Christliche Kunst und Literatur

Autor/Hrsg.:

Gryphius, Andreas

Titel/Untertitel:

Herodes - Der Ölberg. Lateinische Epik. Hrsg., übers. und komment. von R. G. Czapla.

Verlag:

Berlin: Weidler 1999. 349 S. m. 7 Abb. 8 = Bibliothek seltener Texte in Studienausgaben, 4. Kart. DM 84,-. ISBN 3-89693-133-4.

Rezensent:

Johann Anselm Steiger

Der Germanist Ralf Georg Czapla legt eine Neuedition dreier lateinischer Großdichtungen des Dichters Andreas Gryphius mit deutscher Übersetzung, Stellenkommentar und Nachwort vor. Somit sind nun drei bedeutsame bibelepische Schriften G.s. und damit ein nicht unwesentlicher Teil seines weniger beachteten lateinischen Frühwerkes - erstmals in Form einer zweisprachigen Studienausgabe - zugänglich.

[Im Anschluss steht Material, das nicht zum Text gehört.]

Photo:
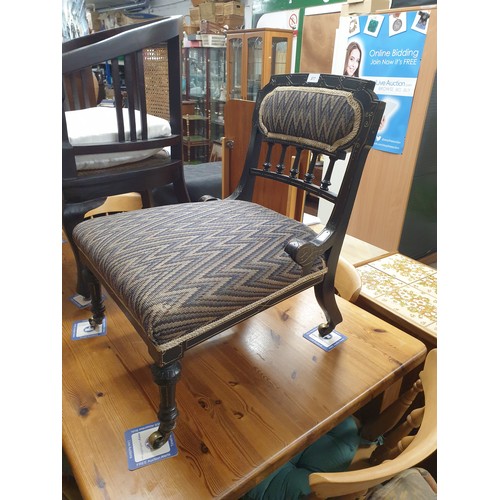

Diese Edition verdient nicht nur auf seiten der germanistischen, sondern auch und im besonderen der historisch-theologischen Früheneuzeit-Forschung Beachtung und erinnert letztere daran, daß neben der hymnologischen Interessenlage bezüglich der geistlichen Dichtung außerhalb des Gebietes des Kirchenliedes noch viele Hausaufgaben zu erledigen sind. "Herodis Furiae & Rachelis lachrymae" (1634), "Dei Vindicis Impetus et Herodis Interitus" (1635) und "Olivetum libri tres" (1646) - das Epos "Golgatha" ist verschollen (329) - sind Teile eines großangelegten, aber fragmentarisch gebliebenen Zyklus, innerhalb dessen G. wohl ursprünglich die gesamte vita Christi poetisch bearbeiten wollte (328).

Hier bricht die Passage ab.